Claim: W.E.B. Du Bois was denied recognition as father of American sociology because off racismBreaking News
tags: racism, WEB Du Bois
The early Du Bois was devoted to the discovery and analysis of truth. For more than a decade, he led the first empirically oriented school of sociology in the nation, at historically black Atlanta University. As Morris explains, Du Bois taught a generation of black sociologists to “embrace an intellectual discipline as a weapon of liberation”; this weapon had to be razor-sharp to be effective, and for this reason Du Bois held his students to exacting standards. While some of his Atlanta University studies suffered due to limited funding, many of the best (for example, 1902’s The Negro Artisan) predated the most celebrated works of the first Chicago school of sociology.

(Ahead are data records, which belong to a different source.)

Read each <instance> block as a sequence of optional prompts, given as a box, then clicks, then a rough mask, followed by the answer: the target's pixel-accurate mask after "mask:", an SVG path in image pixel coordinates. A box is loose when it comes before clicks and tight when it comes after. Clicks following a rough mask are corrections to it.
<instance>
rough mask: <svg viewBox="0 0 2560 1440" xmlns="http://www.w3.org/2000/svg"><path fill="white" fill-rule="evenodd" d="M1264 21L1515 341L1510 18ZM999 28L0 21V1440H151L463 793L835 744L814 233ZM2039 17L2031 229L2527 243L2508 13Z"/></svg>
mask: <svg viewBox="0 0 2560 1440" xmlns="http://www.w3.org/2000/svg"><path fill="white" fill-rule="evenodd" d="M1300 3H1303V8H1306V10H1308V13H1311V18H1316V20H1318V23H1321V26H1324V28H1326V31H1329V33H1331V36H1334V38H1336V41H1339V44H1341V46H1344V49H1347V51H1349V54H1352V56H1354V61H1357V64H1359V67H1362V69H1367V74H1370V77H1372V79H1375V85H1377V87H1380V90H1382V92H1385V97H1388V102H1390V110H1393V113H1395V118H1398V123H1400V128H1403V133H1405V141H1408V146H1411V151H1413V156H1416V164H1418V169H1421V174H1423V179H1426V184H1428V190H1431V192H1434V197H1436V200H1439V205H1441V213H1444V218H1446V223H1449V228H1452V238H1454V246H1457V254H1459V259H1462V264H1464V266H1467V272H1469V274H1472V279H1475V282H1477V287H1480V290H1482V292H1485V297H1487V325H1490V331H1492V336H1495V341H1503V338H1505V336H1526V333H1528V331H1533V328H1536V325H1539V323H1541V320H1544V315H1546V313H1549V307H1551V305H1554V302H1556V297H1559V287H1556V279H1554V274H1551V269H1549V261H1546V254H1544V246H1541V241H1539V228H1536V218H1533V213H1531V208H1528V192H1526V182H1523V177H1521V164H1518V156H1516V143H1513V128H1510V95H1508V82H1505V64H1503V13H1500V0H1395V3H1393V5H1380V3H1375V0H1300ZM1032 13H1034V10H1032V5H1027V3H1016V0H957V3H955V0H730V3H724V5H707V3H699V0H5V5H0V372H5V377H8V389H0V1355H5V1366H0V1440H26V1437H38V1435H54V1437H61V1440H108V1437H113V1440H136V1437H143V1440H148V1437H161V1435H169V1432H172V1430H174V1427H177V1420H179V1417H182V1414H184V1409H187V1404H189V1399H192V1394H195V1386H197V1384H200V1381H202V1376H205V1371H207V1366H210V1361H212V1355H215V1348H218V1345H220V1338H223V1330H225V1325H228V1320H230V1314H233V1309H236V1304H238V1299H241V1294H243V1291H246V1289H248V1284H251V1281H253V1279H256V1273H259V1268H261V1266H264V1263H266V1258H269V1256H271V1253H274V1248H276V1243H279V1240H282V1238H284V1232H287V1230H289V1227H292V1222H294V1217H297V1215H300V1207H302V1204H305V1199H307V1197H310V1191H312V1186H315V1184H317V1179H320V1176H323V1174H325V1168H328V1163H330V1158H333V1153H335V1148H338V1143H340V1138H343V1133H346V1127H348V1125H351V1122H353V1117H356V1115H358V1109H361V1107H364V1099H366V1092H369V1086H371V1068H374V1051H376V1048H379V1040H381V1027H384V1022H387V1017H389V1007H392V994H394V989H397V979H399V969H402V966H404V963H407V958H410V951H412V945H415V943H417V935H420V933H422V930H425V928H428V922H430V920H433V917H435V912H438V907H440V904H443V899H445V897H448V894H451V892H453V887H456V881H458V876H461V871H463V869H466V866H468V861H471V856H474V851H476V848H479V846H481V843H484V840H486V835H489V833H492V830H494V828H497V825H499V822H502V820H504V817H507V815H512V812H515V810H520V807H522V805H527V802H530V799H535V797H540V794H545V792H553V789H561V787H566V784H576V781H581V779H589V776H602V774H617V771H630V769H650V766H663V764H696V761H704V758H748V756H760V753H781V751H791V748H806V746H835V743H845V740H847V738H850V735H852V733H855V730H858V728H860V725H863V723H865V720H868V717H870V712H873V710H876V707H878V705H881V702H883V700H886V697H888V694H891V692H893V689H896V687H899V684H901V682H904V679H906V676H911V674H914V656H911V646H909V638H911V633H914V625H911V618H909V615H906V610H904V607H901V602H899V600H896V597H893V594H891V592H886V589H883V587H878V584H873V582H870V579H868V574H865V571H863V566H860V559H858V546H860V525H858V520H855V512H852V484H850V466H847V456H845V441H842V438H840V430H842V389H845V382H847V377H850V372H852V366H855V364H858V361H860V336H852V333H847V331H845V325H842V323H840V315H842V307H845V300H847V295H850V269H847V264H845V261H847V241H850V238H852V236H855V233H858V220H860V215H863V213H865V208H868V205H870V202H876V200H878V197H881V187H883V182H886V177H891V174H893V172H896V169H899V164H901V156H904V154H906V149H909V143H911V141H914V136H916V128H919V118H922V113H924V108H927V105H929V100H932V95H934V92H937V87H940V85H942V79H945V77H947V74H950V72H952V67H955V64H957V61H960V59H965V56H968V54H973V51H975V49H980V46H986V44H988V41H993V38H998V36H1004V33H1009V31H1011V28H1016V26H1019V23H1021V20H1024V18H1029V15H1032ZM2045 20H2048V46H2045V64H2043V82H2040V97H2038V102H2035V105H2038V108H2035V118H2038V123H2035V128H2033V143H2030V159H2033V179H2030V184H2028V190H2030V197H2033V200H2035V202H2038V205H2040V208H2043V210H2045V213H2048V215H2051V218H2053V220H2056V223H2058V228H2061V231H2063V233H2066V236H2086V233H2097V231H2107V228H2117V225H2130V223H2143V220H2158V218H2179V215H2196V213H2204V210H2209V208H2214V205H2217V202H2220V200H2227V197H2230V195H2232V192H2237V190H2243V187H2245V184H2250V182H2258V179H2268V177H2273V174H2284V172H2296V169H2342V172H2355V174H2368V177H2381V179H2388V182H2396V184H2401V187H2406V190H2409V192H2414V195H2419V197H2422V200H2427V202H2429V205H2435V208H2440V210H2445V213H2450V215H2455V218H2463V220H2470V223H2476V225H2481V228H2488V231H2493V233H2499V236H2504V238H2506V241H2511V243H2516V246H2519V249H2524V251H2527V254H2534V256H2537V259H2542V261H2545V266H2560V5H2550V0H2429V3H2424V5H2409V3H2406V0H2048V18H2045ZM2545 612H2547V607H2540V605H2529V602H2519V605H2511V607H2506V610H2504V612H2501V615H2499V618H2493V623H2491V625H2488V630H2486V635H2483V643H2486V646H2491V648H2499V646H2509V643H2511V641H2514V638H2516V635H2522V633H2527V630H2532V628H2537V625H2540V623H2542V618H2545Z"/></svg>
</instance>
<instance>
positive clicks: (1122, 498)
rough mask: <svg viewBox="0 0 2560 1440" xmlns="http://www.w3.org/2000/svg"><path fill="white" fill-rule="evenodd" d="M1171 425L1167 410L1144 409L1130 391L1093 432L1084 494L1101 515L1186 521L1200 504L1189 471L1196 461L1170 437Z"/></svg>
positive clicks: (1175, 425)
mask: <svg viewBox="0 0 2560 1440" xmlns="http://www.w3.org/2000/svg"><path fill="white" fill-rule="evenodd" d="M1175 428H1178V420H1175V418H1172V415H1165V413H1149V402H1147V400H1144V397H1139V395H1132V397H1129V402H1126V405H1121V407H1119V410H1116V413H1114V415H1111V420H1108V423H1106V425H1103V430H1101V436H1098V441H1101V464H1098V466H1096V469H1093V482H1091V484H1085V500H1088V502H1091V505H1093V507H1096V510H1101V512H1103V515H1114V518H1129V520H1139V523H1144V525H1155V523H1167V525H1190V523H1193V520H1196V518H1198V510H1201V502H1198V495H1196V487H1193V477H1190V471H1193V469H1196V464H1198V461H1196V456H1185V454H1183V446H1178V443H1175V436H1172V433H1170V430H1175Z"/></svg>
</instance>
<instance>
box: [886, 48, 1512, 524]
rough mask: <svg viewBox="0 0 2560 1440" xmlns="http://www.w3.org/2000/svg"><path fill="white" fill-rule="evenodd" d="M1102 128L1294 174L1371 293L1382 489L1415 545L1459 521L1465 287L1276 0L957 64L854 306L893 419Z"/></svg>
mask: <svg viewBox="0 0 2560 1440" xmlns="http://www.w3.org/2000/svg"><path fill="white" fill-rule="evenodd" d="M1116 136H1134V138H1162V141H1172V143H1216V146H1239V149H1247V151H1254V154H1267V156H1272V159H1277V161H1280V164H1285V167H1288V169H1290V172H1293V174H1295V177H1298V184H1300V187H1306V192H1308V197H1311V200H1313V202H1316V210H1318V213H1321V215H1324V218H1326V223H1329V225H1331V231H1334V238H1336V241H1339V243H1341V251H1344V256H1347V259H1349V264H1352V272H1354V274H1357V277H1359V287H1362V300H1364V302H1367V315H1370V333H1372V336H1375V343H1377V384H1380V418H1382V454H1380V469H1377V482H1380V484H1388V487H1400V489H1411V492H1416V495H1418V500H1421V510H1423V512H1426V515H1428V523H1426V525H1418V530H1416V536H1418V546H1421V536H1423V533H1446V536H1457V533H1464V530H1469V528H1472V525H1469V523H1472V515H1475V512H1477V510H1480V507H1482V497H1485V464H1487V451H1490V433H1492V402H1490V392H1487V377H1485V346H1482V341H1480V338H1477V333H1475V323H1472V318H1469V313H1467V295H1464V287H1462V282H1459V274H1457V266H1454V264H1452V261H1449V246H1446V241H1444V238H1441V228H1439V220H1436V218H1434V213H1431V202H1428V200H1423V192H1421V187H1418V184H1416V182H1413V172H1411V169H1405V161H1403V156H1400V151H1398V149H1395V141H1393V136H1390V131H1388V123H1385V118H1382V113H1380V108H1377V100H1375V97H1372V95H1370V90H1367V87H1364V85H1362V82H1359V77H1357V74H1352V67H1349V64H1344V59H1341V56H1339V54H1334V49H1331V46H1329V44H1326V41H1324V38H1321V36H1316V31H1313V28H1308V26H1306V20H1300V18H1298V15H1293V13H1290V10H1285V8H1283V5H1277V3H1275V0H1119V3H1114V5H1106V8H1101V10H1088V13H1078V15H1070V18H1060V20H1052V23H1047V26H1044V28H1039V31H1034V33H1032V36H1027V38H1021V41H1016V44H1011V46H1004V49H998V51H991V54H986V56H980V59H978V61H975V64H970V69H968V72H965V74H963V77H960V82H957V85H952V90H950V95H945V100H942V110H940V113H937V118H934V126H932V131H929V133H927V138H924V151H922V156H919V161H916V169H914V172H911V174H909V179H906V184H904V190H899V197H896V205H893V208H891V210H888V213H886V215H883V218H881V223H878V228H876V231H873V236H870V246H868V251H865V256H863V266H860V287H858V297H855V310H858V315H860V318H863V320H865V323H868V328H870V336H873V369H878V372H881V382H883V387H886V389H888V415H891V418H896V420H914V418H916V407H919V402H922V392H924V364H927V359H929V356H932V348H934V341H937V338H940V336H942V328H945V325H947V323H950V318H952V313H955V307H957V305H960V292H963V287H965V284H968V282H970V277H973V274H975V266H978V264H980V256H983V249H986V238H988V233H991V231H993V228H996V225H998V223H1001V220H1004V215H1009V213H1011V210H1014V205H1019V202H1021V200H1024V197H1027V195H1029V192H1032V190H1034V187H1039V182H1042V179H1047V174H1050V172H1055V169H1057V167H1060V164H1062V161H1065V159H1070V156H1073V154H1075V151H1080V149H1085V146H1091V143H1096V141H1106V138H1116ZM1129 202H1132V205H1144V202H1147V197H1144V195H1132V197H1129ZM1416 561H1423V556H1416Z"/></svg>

Yet accounts of American sociology’s origins rarely acknowledge the Atlanta school’s contributions. At best, they halfheartedly footnote Du Bois in what R. W. Connell has called “a kind of affirmative action.” The theft of Du Bois’s legacy as leader of the first American school of empirical sociology is the academic crime for which Aldon Morris seeks restitution in his provocative monograph, The Scholar Denied: W.E.B. Du Bois and the Birth of Modern Sociology. Across three chapters, Morris builds a case that Du Bois was the first major American “scientific” sociologist. Morris demonstrates that Du Bois not only carried out an extensive data collection and analysis program, but also mentored a group of the earliest American sociologists. His students included Monroe Work, the first African-American scholar to be published in the illustrious American Journal of Sociology; Richard R. Wright Jr., the first African American to receive a PhD from the University of Pennsylvania; George Edmund Haynes, the first African American to hold a US government subcabinet position. These Du Bois–trained scholars carried their methodological prowess and commitment to sociology’s transformative power into academia, government, and even ministry. Morris’s excavation of this history is impressive, but sobering. It is shameful that it has taken so long for these sociologists to be recognized. Morris does sociology a great service by giving such robust attention to the Atlanta school.
Still, one challenge of presenting Du Bois as the “founder” of American empirical sociology is that the founding of this discipline was so fragmented and nonlinear. Identifying the full lineage of American empirical sociology is complicated by the difficulty of drawing neat boundaries between sociology and history, economics, social work, anthropology, political theory, and other fields. The standard tale is that the Chicago school led the move from sociology-as-grand-theory to sociology as data-driven and “scientific.” W.I. Thomas and Florian Znaniecki are credited with publishing the first major empirical sociological work, 1918’s The Polish Peasant in Europe and America. But Du Bois’s first major empirical study, The Philadelphia Negro, predated The Polish Peasant by nearly two decades. On this basis, Morris claims that Thomas and Znaniecki have gotten credit they do not deserve.
However, depending on how one draws disciplinary boundaries, perhaps credit for “founding” empirical sociology should go neither to the Chicago school nor to Du Bois. Morris notes that Jane Addams’s Hull House Maps and Papers (1895), and several volumes of Charles Booth’s Life and Labour of the People in London, predated The Philadelphia Negro (1899); Du Bois acknowledged the influence of these works. Still, Morris claims that Booth and Addams merely “examined specific social problems,” while The Philadelphia Negro “was a comprehensive sociologically informed community study.” So, is that how we decide what constitutes sociology and what does not — the comprehensiveness of the problems the work addresses? Or that the writing is “sociologically informed”? How many problems must a study address to count as sociology? How much theory must it include?